You have seen the coffee cups or t-shirts that proclaim, “A good lawyer knows the law, but a great lawyer knows the judge.”


Some read this phrase as suggesting that the “great lawyer” is one who has an improper relationship with the judge – that he or she can use a personal relationship to improperly influence the judge.  But most lawyers know better.  Most lawyers understand that “knowing the judge” means knowing the judge’s background, preferences concerning the presentation of evidence (including exhibits), arguments of motions, drafting of proposed orders, and given that experience, how he or she is likely to rule on a particular issue.  “Knowing the judge” also means knowing the local rules, local forms, local customs, and what things irritate the judge (and every judge is irritated by at least one thing that lawyers or litigants may do).

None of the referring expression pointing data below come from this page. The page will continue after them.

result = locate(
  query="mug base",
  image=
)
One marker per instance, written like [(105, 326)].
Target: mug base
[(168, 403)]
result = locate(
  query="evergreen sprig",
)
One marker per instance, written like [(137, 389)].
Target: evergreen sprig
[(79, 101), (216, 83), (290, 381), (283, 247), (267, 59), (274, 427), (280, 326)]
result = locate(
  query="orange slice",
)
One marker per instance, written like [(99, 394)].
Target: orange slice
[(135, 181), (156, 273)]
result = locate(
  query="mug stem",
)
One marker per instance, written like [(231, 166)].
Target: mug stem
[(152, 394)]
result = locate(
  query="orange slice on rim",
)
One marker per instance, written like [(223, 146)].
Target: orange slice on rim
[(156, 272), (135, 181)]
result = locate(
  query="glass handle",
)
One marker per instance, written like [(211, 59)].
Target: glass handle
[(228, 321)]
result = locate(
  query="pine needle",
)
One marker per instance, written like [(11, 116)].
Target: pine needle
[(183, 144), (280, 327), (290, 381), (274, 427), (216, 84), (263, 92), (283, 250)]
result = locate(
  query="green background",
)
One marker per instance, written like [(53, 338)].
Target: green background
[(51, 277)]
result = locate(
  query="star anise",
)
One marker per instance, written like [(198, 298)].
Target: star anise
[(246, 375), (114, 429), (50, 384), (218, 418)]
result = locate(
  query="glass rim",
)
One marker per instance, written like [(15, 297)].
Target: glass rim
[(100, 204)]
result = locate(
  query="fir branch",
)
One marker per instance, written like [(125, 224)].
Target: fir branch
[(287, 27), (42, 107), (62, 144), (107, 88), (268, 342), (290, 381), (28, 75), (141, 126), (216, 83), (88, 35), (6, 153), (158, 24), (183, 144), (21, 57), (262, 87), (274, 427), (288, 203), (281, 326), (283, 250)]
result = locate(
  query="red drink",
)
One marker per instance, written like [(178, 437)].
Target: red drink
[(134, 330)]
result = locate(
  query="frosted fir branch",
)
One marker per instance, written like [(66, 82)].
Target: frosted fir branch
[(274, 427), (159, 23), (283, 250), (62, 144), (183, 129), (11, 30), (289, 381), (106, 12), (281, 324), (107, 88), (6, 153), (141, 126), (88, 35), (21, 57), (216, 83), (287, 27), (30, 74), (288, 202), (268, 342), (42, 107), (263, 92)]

Many lawyers, particularly those in more rural areas of the state or who limit their practice to one area of law, understand the personality and preferences of the judges they see on a regular basis. Many of these lawyers may have a fair advantage appearing before that judge. (The advantage is “fair” because it results from experience and knowledge.)  That advantage – knowing how the judge thinks and his or her preferences – is not outcome-determinative, but it still may be an advantage, similar to a sports team playing on their home field.


Why did I say it “may” be an advantage, given what I said earlier about the benefits of “knowing the judge?”  Because simply knowing the judge’s thought processes and preferences is not enough. You still need to have the law and the facts on your client’s side.  And you need to be prepared to be able to give the judge what he or she needs to know to make a ruling.


So, the purpose of “The Book” is to give Tennessee lawyers case-related information to help them understand the trial judge who will rule on their client’s case or preside over a jury trial. By looking at past appellate court rulings arising from cases decided by the trial judge, anyone unfamiliar with a judge can get a “feel” for the judge. The case data contained herein does not compare with daily or weekly appearances in front of the judge on issues like a given case, but it is readily available information that give you an idea of how the judge has ruled in the past on a variety of matters.


The cases included are those originally decided by the trial judge that were in appellate court opinions released on or after January 1, 2022.  Note that there are a substantial number of judges who first took office in 2022 and thus it is reasonable to assume that there will be no appellate decisions for such judges until late 2023 or 2024.